The risk landscape is dynamic and evolving. Even after overcoming a crisis, another is always waiting to override your company’s operations. In fact, in the last 18 months, 99 percent of organizations experienced some type of incident; nearly 75 percent of organizations experienced at least two kinds of incidents. A “dark day” could easily be one of them. 

A “dark day” is a time when all or some of an organization’s critical systems or functions are down, impacting regular operations. Dark days can affect a business of any size, from large corporations to small businesses. Even government agencies and educational institutions aren’t immune to dark days. 

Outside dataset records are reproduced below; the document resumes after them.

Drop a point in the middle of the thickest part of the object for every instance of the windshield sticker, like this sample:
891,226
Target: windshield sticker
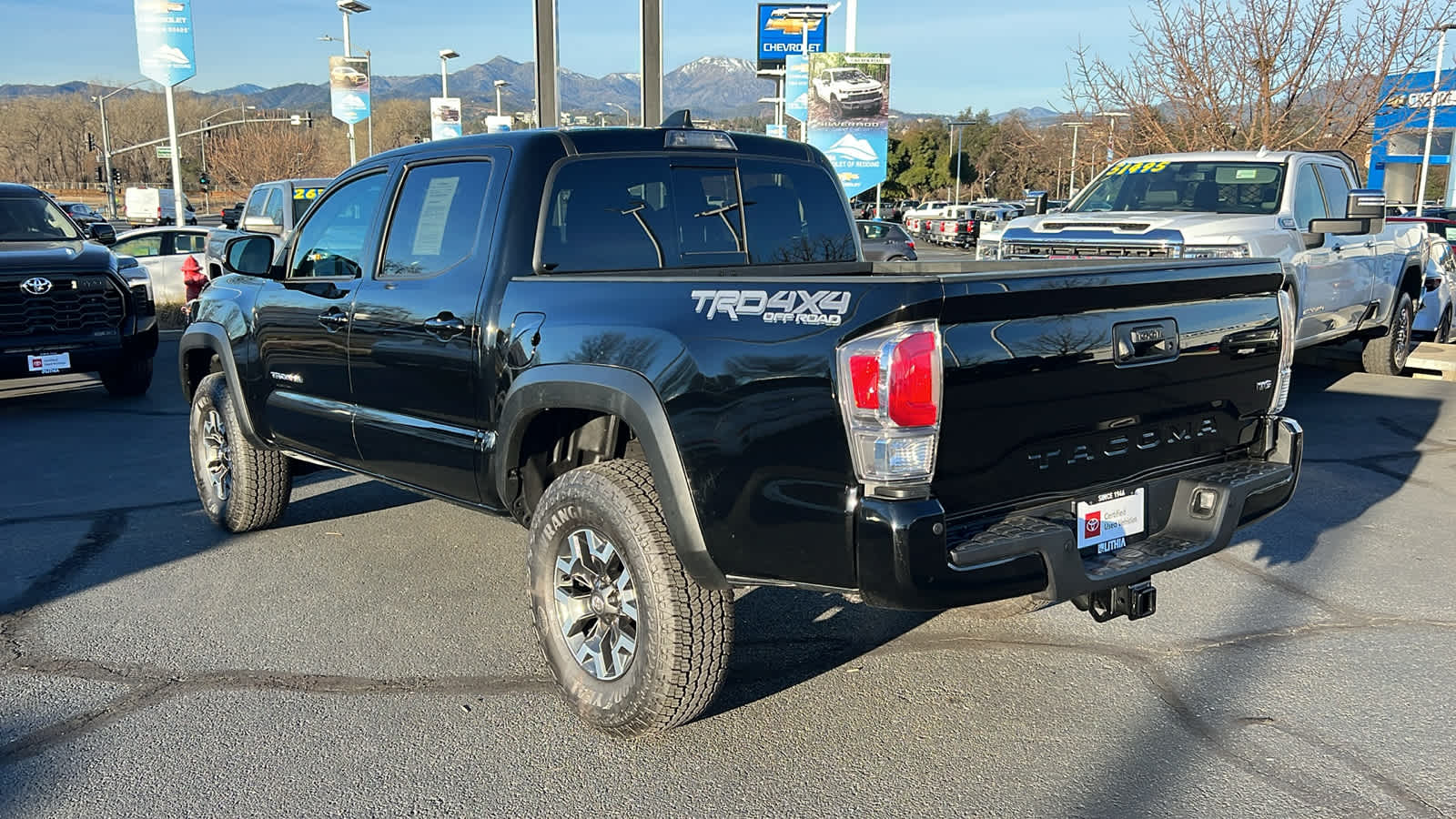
822,308
1138,167
430,228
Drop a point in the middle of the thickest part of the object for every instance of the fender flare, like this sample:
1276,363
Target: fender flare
207,336
632,398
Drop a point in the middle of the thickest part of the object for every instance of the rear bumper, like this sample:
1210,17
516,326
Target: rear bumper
909,557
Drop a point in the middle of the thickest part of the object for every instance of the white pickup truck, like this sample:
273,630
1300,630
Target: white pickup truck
849,91
1354,278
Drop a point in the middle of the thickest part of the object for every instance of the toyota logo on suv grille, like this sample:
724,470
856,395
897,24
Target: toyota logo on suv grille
36,286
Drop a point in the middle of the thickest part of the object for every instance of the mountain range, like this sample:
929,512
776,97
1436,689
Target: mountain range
710,86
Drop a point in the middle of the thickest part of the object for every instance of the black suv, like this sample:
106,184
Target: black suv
66,303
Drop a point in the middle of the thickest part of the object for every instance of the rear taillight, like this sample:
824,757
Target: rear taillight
890,389
1286,351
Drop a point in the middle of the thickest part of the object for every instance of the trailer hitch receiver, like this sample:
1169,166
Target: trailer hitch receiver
1136,601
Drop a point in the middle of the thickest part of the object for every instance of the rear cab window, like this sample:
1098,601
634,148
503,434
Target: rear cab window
689,210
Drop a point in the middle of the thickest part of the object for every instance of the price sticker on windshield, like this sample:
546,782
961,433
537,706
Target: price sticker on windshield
1138,167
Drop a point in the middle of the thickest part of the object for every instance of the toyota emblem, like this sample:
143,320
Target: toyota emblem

Here are a few steps your organization can take to overcome a dark day and be better prepared for the next one.

Assess the Situation

A critical event has brought your company’s operation to a halt: systems are down; traditional methods of communicating with your employees aren’t available or not working. Knowing what’s happening in a critical event is important. Ask yourself these questions:

  • Are the employees safe? Who can work?
  • Who is monitoring the situation? Is a secondary event likely?
  • How can the company share information and updates with customers and shareholders quickly?
  • How can the company navigate the event quickly and damage-free?
  • Should the company have seen this coming?

Becoming good at responding to crises is a trait of a company with organizational resilience. Resilient organizations can remain agile in the face of a dark day. 


Create a Foundation of Organizational Resilience

Organizations don’t become resilient overnight. Organizational resilience is the result of anticipation, preparedness and adaptability. A critical event management (CEM) platform can help build this foundation. The right CEM will integrate with your existing systems and help strengthen your organizational resilience. In fact, organizations using a CEM platform are 320 percent more likely to agree that risk can come from anywhere. 


Prepare on the Blue Sky Days

What does this mean? It means testing back-up measures, assessing your company’s risk management plan and more. Everything you do on a blue sky day — from relationship building to networking to building your strategy for when a dark day occurs — will lessen the impact of a dark day. Don’t wait until the day of a crisis to test out your risk management plan. Best practices include: knowing your area; knowing your risks and learning from new instances that occur; create and practice the plan; and take notes on redundancies. 


Mitigate Going Dark & Moving Forward

Mitigating the impact of a dark day is important: outages ruin the reputation of your brand, your company’s relationship with your customers, and can also be costly for your company. Additionally, crisis creates a vacuum in leadership and response. Being cool and calm on a dark day can set an example for your employees. There will always be unexpected risks that can happen in conjunction with a dark day; your company’s ability to eliminate them over time and constantly develop areas of concern will set your company up for success. And, if your company goes dark, document what problem was, how it was solved (if it was solved), who speared-headed action, and then debrief and implement a mitigation process. This can help you learn from your dark day to have blue skies ahead.